- Developer(s): Beam Software
- Publisher(s): Acclaim Entertainment
- Designer(s): Gregg Barnett Rod Richards
- Programmer(s): Rod Richards
- Artist(s): Tony G. Pentland Eve Marks
- Composer(s): Gavan Anderson Tania Smith
- Series: The Punisher
- Platform(s): Game Boy
- Release: NA: July 1991;
- Genre(s): Shoot 'em up
- Mode(s): Single-player

= The Punisher: The Ultimate Payback! =

1991 video game

The Punisher: The Ultimate Payback! is a 1991 shoot 'em up video game for the Game Boy, based on the Marvel Comics antihero the Punisher. The game, developed by Beam Software and published by Acclaim Entertainment, is a revised version of the 1991 NES game The Punisher, featuring cameo appearances from Spider-Man and the final boss being switched from Kingpin to Jigsaw.

== Plot ==
The game begins with Spider-Man telling Punisher that a drug lord is hiding in a mall and that he has to get him.
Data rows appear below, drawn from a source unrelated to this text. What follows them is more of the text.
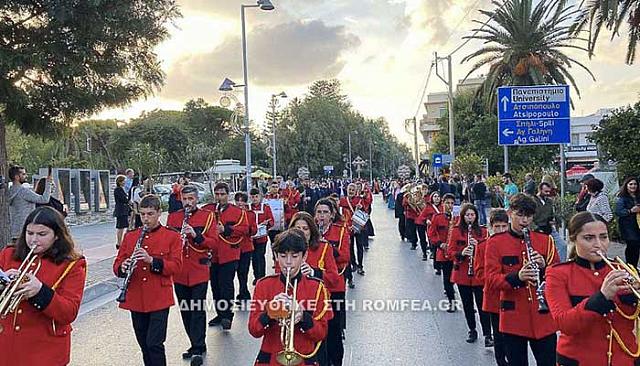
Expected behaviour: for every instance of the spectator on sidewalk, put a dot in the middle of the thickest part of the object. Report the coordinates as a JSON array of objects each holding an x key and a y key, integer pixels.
[
  {"x": 53, "y": 202},
  {"x": 627, "y": 210},
  {"x": 23, "y": 200},
  {"x": 599, "y": 201},
  {"x": 122, "y": 209}
]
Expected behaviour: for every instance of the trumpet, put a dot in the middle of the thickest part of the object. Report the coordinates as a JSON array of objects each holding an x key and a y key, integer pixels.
[
  {"x": 9, "y": 301},
  {"x": 289, "y": 356},
  {"x": 470, "y": 272},
  {"x": 632, "y": 277},
  {"x": 543, "y": 307}
]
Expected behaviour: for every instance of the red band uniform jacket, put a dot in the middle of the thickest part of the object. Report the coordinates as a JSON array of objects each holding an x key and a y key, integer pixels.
[
  {"x": 457, "y": 242},
  {"x": 264, "y": 215},
  {"x": 491, "y": 297},
  {"x": 236, "y": 227},
  {"x": 504, "y": 257},
  {"x": 196, "y": 255},
  {"x": 308, "y": 333},
  {"x": 585, "y": 317},
  {"x": 438, "y": 233},
  {"x": 39, "y": 331},
  {"x": 151, "y": 286}
]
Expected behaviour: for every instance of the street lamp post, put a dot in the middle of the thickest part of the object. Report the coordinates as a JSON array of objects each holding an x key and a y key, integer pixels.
[
  {"x": 263, "y": 5},
  {"x": 274, "y": 101}
]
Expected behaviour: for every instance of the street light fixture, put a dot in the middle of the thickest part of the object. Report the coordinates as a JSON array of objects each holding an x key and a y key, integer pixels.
[
  {"x": 273, "y": 137},
  {"x": 265, "y": 5}
]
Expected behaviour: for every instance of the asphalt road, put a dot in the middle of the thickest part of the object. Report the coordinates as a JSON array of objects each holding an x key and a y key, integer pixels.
[{"x": 383, "y": 328}]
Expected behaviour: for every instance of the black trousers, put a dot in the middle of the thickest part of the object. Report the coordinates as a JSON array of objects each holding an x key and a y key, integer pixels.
[
  {"x": 544, "y": 350},
  {"x": 358, "y": 242},
  {"x": 192, "y": 302},
  {"x": 467, "y": 295},
  {"x": 447, "y": 267},
  {"x": 402, "y": 227},
  {"x": 259, "y": 261},
  {"x": 410, "y": 232},
  {"x": 222, "y": 288},
  {"x": 498, "y": 341},
  {"x": 335, "y": 347},
  {"x": 422, "y": 234},
  {"x": 632, "y": 252},
  {"x": 243, "y": 274},
  {"x": 151, "y": 332}
]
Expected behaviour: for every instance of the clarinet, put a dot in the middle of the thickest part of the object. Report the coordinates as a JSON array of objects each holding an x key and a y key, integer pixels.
[
  {"x": 543, "y": 307},
  {"x": 470, "y": 272},
  {"x": 127, "y": 279}
]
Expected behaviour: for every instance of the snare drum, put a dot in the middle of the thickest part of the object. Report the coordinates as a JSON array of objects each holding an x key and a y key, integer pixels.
[
  {"x": 262, "y": 231},
  {"x": 359, "y": 220}
]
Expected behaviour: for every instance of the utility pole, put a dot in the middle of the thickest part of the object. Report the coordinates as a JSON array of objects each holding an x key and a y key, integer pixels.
[{"x": 449, "y": 83}]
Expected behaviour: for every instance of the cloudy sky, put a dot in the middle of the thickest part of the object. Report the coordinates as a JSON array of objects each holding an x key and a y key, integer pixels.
[{"x": 379, "y": 49}]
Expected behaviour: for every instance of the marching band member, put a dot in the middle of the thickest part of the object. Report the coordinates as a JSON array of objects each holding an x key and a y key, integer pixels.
[
  {"x": 274, "y": 295},
  {"x": 499, "y": 221},
  {"x": 350, "y": 205},
  {"x": 516, "y": 268},
  {"x": 199, "y": 238},
  {"x": 292, "y": 199},
  {"x": 462, "y": 248},
  {"x": 232, "y": 228},
  {"x": 439, "y": 231},
  {"x": 264, "y": 217},
  {"x": 591, "y": 302},
  {"x": 153, "y": 256},
  {"x": 432, "y": 207},
  {"x": 246, "y": 248},
  {"x": 336, "y": 234},
  {"x": 38, "y": 331}
]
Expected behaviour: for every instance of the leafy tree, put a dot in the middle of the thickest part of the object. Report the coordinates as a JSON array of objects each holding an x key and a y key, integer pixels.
[
  {"x": 617, "y": 136},
  {"x": 62, "y": 60},
  {"x": 524, "y": 45},
  {"x": 610, "y": 14}
]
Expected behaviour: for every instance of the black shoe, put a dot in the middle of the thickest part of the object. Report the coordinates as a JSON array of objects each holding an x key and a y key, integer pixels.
[
  {"x": 226, "y": 324},
  {"x": 473, "y": 336},
  {"x": 215, "y": 321},
  {"x": 488, "y": 341},
  {"x": 197, "y": 360}
]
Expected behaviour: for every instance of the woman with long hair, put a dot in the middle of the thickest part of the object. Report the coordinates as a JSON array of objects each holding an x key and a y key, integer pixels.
[
  {"x": 38, "y": 331},
  {"x": 591, "y": 302},
  {"x": 627, "y": 210},
  {"x": 463, "y": 242}
]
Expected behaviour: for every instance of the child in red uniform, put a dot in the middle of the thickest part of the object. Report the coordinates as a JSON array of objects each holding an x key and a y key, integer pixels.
[
  {"x": 38, "y": 332},
  {"x": 464, "y": 238},
  {"x": 499, "y": 221},
  {"x": 508, "y": 270},
  {"x": 199, "y": 238},
  {"x": 150, "y": 291},
  {"x": 312, "y": 310},
  {"x": 592, "y": 303}
]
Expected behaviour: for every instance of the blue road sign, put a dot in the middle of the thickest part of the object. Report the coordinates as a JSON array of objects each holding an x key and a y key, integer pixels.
[
  {"x": 534, "y": 115},
  {"x": 437, "y": 160}
]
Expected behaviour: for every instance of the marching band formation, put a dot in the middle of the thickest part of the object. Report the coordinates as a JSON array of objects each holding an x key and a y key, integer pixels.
[{"x": 584, "y": 311}]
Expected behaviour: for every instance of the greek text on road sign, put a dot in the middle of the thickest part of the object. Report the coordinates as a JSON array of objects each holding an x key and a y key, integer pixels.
[{"x": 534, "y": 115}]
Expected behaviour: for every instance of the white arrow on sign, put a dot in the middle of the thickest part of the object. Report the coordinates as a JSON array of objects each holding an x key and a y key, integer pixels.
[
  {"x": 507, "y": 132},
  {"x": 504, "y": 101}
]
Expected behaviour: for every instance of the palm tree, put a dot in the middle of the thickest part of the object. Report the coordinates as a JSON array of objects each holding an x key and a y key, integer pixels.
[
  {"x": 610, "y": 14},
  {"x": 524, "y": 46}
]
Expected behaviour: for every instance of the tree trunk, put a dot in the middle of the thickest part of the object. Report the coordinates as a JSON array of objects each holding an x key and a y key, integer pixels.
[{"x": 4, "y": 198}]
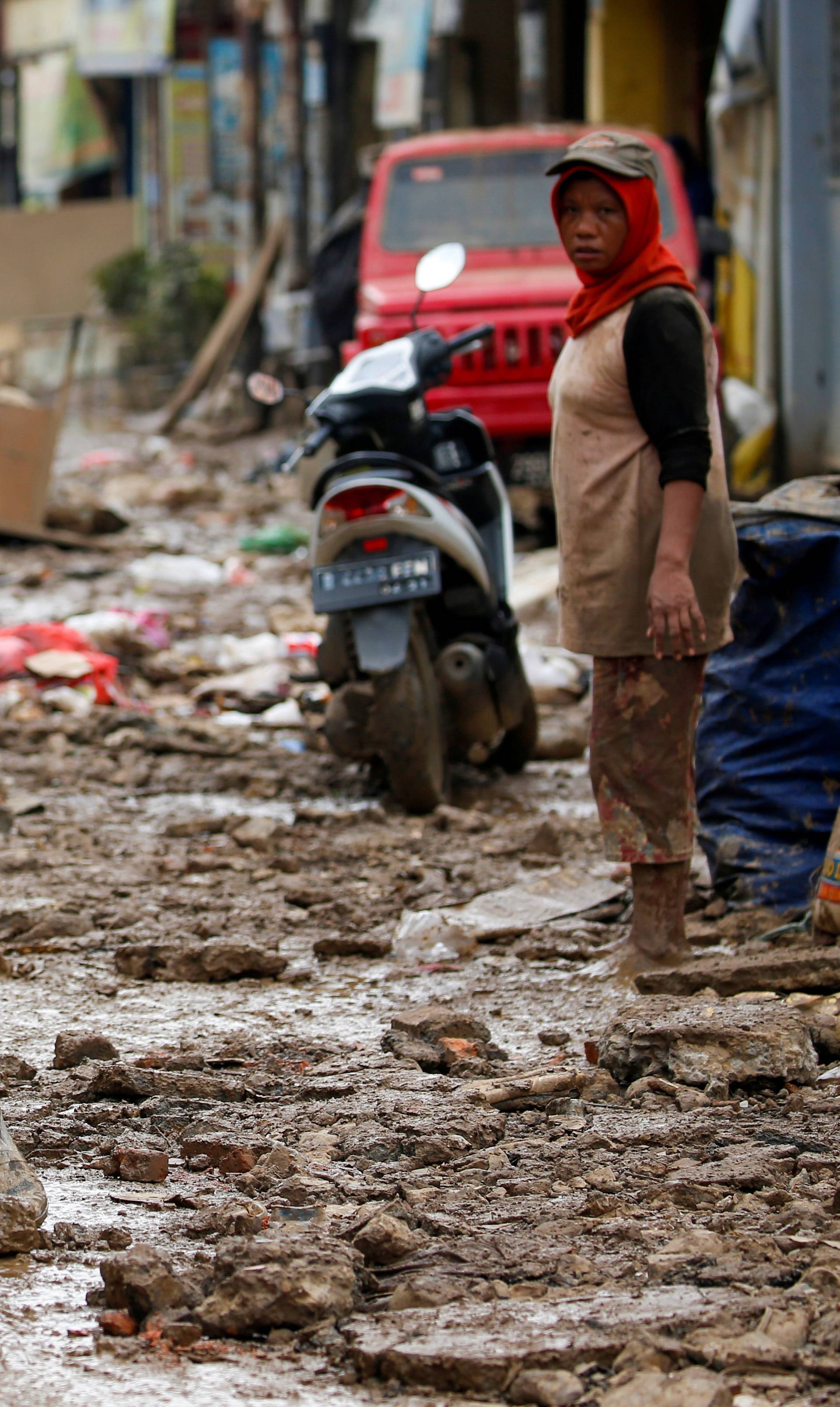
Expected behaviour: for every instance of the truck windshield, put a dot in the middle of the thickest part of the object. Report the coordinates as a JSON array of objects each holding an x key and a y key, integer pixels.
[{"x": 487, "y": 200}]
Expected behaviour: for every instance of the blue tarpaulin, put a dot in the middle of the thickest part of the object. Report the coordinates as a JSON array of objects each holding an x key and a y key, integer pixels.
[{"x": 769, "y": 740}]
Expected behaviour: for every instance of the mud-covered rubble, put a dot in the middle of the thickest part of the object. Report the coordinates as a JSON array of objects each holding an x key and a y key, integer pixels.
[{"x": 328, "y": 1167}]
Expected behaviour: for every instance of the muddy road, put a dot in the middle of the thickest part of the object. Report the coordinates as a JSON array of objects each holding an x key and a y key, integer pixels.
[{"x": 292, "y": 1158}]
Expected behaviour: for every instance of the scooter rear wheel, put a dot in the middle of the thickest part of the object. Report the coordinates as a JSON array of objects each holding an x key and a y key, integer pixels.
[
  {"x": 520, "y": 744},
  {"x": 407, "y": 722}
]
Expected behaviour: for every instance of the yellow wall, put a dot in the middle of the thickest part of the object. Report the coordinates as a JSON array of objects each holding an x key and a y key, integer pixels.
[{"x": 640, "y": 64}]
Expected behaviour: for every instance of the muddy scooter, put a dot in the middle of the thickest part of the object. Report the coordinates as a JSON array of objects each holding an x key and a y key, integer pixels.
[{"x": 411, "y": 563}]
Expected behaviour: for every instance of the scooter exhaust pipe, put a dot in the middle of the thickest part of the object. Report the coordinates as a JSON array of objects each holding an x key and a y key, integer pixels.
[{"x": 461, "y": 669}]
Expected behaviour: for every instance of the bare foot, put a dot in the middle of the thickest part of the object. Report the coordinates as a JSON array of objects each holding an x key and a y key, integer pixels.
[{"x": 658, "y": 936}]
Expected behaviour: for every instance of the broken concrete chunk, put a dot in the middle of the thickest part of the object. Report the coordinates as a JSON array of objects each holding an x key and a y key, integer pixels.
[
  {"x": 546, "y": 1389},
  {"x": 217, "y": 960},
  {"x": 143, "y": 1281},
  {"x": 466, "y": 822},
  {"x": 72, "y": 1049},
  {"x": 520, "y": 907},
  {"x": 141, "y": 1164},
  {"x": 479, "y": 1348},
  {"x": 259, "y": 832},
  {"x": 127, "y": 1082},
  {"x": 354, "y": 946},
  {"x": 551, "y": 838},
  {"x": 385, "y": 1240},
  {"x": 431, "y": 1023},
  {"x": 289, "y": 1281},
  {"x": 23, "y": 1201},
  {"x": 441, "y": 1040},
  {"x": 12, "y": 1068},
  {"x": 705, "y": 1042},
  {"x": 776, "y": 970},
  {"x": 691, "y": 1388}
]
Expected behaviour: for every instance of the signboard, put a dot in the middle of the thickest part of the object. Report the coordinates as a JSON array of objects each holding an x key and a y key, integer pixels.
[
  {"x": 189, "y": 152},
  {"x": 403, "y": 34},
  {"x": 64, "y": 134},
  {"x": 230, "y": 161},
  {"x": 124, "y": 37}
]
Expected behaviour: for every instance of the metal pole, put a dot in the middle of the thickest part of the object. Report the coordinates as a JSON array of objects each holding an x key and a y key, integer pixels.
[
  {"x": 252, "y": 143},
  {"x": 9, "y": 123},
  {"x": 805, "y": 272},
  {"x": 534, "y": 96},
  {"x": 296, "y": 129}
]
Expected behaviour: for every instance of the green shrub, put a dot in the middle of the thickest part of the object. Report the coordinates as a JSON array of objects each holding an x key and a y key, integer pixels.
[{"x": 167, "y": 305}]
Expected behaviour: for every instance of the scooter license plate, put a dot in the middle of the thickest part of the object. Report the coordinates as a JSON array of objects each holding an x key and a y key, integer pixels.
[{"x": 345, "y": 586}]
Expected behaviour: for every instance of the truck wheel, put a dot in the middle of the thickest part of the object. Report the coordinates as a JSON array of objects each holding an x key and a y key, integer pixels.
[
  {"x": 407, "y": 729},
  {"x": 518, "y": 745}
]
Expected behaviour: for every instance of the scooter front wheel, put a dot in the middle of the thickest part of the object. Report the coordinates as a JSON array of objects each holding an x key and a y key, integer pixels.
[{"x": 407, "y": 724}]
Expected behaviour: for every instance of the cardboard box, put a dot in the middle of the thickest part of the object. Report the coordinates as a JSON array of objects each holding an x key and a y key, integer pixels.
[{"x": 28, "y": 435}]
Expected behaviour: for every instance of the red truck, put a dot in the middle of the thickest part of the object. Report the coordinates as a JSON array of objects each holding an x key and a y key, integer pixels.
[{"x": 487, "y": 189}]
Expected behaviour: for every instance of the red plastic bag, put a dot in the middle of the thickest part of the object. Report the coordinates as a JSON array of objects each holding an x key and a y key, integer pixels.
[{"x": 19, "y": 642}]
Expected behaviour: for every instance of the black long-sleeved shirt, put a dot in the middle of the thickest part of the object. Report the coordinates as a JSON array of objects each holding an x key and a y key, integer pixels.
[{"x": 666, "y": 365}]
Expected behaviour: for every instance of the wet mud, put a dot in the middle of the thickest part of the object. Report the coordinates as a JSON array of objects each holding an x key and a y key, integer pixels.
[{"x": 310, "y": 1168}]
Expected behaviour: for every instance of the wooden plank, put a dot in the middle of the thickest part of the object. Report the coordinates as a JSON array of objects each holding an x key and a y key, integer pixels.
[{"x": 227, "y": 331}]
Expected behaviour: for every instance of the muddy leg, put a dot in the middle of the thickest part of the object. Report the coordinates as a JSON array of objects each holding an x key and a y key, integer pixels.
[{"x": 659, "y": 912}]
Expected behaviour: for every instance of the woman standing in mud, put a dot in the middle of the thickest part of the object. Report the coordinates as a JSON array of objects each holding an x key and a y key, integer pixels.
[{"x": 648, "y": 545}]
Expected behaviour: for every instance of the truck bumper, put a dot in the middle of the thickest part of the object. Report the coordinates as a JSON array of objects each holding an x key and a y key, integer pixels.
[{"x": 510, "y": 410}]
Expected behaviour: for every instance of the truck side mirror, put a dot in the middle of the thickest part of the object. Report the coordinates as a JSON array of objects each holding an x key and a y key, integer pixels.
[{"x": 712, "y": 238}]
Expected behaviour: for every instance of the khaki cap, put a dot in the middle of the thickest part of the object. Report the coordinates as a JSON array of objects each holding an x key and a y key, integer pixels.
[{"x": 616, "y": 152}]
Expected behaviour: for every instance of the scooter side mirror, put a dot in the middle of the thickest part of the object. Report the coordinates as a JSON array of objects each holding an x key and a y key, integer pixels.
[
  {"x": 265, "y": 389},
  {"x": 440, "y": 268}
]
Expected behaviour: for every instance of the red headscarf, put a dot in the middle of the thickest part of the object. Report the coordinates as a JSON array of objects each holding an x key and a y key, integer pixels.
[{"x": 644, "y": 261}]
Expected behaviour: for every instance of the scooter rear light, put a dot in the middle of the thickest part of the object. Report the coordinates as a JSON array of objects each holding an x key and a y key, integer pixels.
[{"x": 368, "y": 502}]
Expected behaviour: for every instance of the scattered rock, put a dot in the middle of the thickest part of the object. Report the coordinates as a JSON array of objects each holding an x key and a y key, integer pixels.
[
  {"x": 72, "y": 1049},
  {"x": 564, "y": 733},
  {"x": 431, "y": 1023},
  {"x": 479, "y": 1348},
  {"x": 777, "y": 970},
  {"x": 546, "y": 1389},
  {"x": 126, "y": 1082},
  {"x": 289, "y": 1281},
  {"x": 691, "y": 1388},
  {"x": 144, "y": 1281},
  {"x": 23, "y": 1201},
  {"x": 141, "y": 1164},
  {"x": 466, "y": 822},
  {"x": 259, "y": 833},
  {"x": 551, "y": 838},
  {"x": 117, "y": 1323},
  {"x": 440, "y": 1039},
  {"x": 697, "y": 1043},
  {"x": 14, "y": 1068},
  {"x": 354, "y": 946},
  {"x": 385, "y": 1240},
  {"x": 217, "y": 960}
]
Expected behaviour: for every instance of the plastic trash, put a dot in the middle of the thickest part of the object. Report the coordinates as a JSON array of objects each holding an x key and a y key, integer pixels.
[
  {"x": 284, "y": 715},
  {"x": 276, "y": 538},
  {"x": 555, "y": 674},
  {"x": 46, "y": 649},
  {"x": 432, "y": 936},
  {"x": 826, "y": 909},
  {"x": 769, "y": 744},
  {"x": 174, "y": 572},
  {"x": 123, "y": 632},
  {"x": 78, "y": 702},
  {"x": 23, "y": 1201},
  {"x": 258, "y": 687},
  {"x": 231, "y": 652}
]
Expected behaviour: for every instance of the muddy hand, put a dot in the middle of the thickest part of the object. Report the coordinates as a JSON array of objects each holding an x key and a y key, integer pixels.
[{"x": 673, "y": 611}]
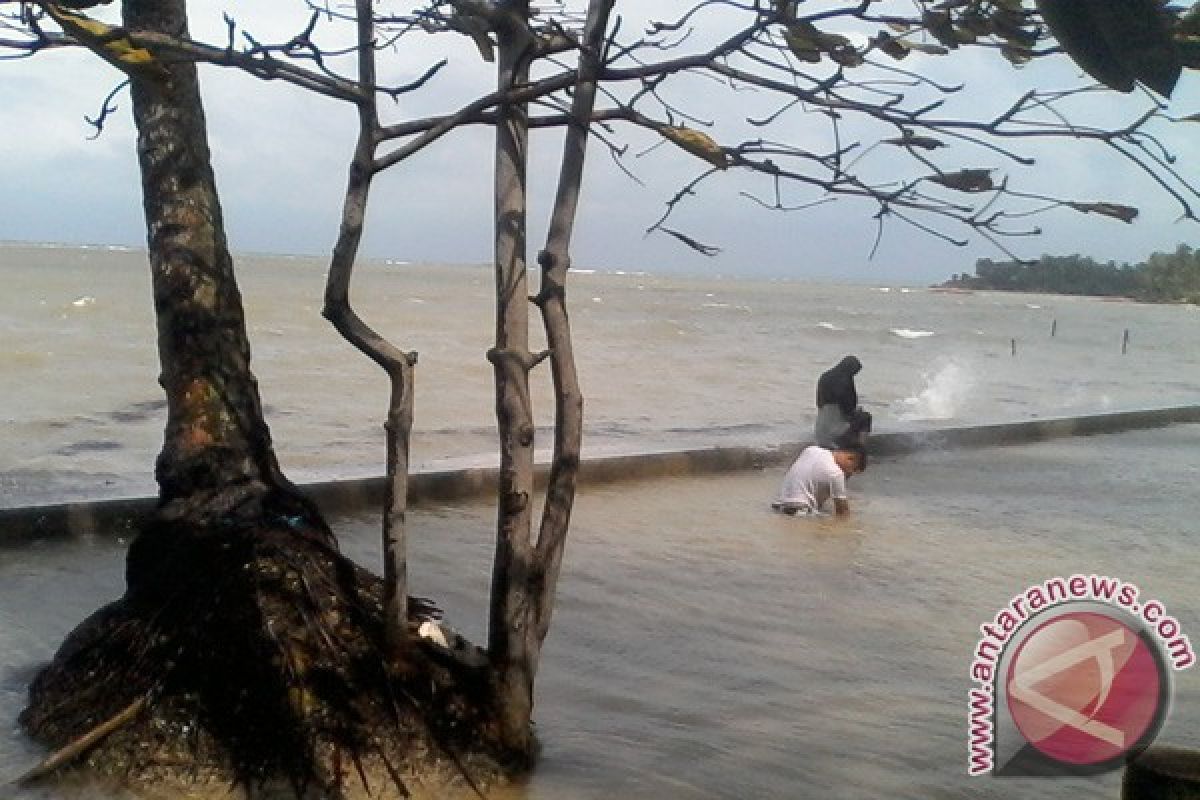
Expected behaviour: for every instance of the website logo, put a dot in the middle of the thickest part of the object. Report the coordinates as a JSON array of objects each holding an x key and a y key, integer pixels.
[{"x": 1073, "y": 678}]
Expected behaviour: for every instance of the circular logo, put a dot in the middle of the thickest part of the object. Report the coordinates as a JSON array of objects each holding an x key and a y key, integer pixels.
[{"x": 1085, "y": 687}]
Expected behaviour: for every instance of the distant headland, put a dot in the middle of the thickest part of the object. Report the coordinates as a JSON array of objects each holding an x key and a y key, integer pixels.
[{"x": 1163, "y": 277}]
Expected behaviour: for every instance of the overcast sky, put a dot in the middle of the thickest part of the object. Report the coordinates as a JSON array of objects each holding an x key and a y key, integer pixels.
[{"x": 281, "y": 157}]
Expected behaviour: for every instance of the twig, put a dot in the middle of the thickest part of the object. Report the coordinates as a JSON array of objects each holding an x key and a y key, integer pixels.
[{"x": 81, "y": 745}]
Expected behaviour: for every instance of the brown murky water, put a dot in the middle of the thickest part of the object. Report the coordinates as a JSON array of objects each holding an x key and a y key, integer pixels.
[{"x": 707, "y": 648}]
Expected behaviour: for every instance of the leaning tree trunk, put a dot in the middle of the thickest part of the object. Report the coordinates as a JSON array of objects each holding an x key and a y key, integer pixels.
[
  {"x": 508, "y": 643},
  {"x": 246, "y": 651},
  {"x": 216, "y": 456},
  {"x": 526, "y": 575}
]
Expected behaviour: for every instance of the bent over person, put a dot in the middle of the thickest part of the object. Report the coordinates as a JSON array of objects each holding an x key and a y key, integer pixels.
[
  {"x": 820, "y": 475},
  {"x": 839, "y": 417}
]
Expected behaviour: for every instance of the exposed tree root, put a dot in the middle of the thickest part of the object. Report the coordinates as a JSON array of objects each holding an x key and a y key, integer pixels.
[
  {"x": 81, "y": 745},
  {"x": 250, "y": 656}
]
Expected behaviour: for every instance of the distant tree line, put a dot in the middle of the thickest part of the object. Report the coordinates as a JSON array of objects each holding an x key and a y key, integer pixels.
[{"x": 1163, "y": 277}]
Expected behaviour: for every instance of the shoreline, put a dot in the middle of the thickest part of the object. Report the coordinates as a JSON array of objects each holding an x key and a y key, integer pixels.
[{"x": 120, "y": 516}]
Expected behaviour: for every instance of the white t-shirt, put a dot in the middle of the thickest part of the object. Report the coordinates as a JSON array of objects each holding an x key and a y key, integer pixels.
[{"x": 813, "y": 479}]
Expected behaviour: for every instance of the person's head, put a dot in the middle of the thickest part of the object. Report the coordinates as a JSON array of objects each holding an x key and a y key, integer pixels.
[{"x": 851, "y": 459}]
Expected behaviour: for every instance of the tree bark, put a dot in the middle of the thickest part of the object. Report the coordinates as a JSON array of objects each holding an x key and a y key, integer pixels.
[
  {"x": 508, "y": 636},
  {"x": 216, "y": 457},
  {"x": 551, "y": 299},
  {"x": 400, "y": 366}
]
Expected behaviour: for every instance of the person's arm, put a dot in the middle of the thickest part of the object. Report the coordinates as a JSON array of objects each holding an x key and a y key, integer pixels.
[{"x": 838, "y": 493}]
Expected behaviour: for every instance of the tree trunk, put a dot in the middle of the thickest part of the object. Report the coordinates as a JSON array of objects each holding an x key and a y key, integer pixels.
[
  {"x": 509, "y": 631},
  {"x": 551, "y": 299},
  {"x": 400, "y": 366},
  {"x": 216, "y": 457}
]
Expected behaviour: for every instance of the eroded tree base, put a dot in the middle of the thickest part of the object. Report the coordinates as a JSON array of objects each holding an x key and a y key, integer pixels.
[{"x": 252, "y": 660}]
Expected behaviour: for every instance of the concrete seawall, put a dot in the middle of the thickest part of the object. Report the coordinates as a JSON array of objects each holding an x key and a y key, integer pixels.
[{"x": 121, "y": 516}]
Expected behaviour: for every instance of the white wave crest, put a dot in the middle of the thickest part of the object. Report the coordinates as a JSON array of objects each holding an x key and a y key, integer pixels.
[{"x": 946, "y": 389}]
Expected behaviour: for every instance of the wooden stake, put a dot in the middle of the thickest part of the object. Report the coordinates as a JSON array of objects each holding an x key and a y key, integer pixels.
[{"x": 81, "y": 745}]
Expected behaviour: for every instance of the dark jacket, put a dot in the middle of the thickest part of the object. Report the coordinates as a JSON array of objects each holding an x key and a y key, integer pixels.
[{"x": 837, "y": 385}]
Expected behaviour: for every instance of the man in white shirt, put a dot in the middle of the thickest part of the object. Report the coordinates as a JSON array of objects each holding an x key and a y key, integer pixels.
[{"x": 816, "y": 476}]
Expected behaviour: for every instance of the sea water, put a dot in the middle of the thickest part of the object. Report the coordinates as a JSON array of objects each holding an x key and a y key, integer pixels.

Frank Castle shoots villains while protecting the innocent. Spider-Man appears between the action to offer advice on how to beat upcoming levels and swings in to rescue hostages once their captors have been shot.

At the end of the game when Jigsaw realizes that The Punisher is going to kill him, Castle says, "Penance is good for the soul, but punishment is good for the guilty".

== Gameplay ==
The player controls Frank Castle (the Punisher) from an over-the-shoulder third-person perspective through various New York City locations, shooting thugs and battling enemies such as Hitman, Colonel Kliegg, Sijo Kanaka, and Assassin as bosses. The final boss is Jigsaw. Power-ups can be obtained by shooting them onscreen and include extra ammunition, a med kit, kevlar, a machine gun, a bazooka, and grenades.

== Reception ==
Blair Farrell of Comic Gamers Assemble criticized the game for removing the player's ability to move the Punisher across the screen but understood it was due to the size of the screen. He stated that the game is relatively short and difficult, and that Spider-Man's appearances did not make sense for the character considering that he would never aid the Punisher in killing his enemies. He said the game is overall very inferior to the NES version but has the advantage of separate soundtracks for each level.

Other reviewers have criticized the game for having very light player assistance and few health drops but that it is still relatively entertaining. Others commented on straying from the source comics.